Page:Peyrebrune - Le Roman d un bas bleu 1892.djvu/247

La bibliothèque libre.
Cette page n’a pas encore été corrigée

— Le baron Brelley ! Il est très bien, tu sais ? une distinction parfaite. Pourtant, je l’ai très rarement rencontré chez toi !

— Oh ! il est discret, prononça Louise un peu embarrassée.

— C’est égal, depuis le temps !…

Alors Mme de Bléry, très vite :

— Notre mariage ne se fera pas tout de suite, et je n’aime pas à être compromise. Songe qu’il nous faut attendre dix mois révolus !

— C’est vrai ! Et moi, combien encore ?

— As-tu des nouvelles de Maurine ?

— La dernière fois que je l’ai vu, il m’a paru affaibli.
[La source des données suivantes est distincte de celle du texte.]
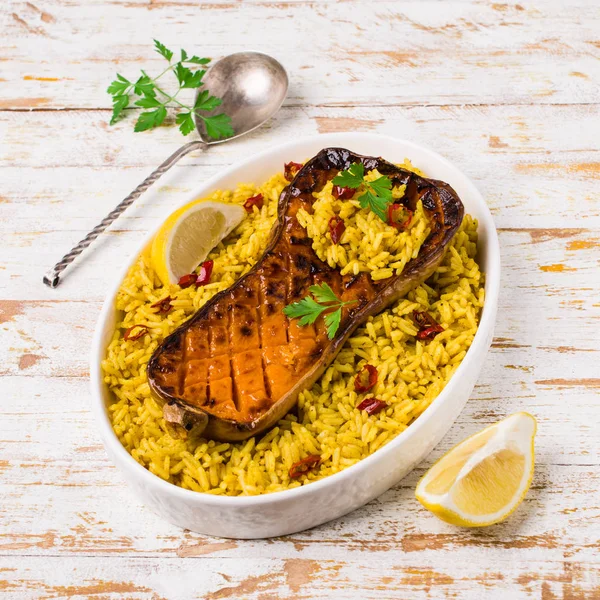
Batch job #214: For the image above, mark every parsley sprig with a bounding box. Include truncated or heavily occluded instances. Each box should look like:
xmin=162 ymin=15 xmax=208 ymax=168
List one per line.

Oh ! connais-tu rien de plus atroce que cette attente d’une mort qui seule peut vous délivrer ? Je me fais peur, tant je me sens férocement cruelle. Quelquefois, lorsque je reçois un télégramme, avant de l’ouvrir, je me donne un affreux et exquis battement de cœur à me demander : si c’était lui qui ?… Et, pendant la durée d’une seconde, je savoure une joie épouvantable ; je me donne l’illusion de croire que c’est fini et que je vais crier vers Paul : enfin, enfin ! je suis à toi !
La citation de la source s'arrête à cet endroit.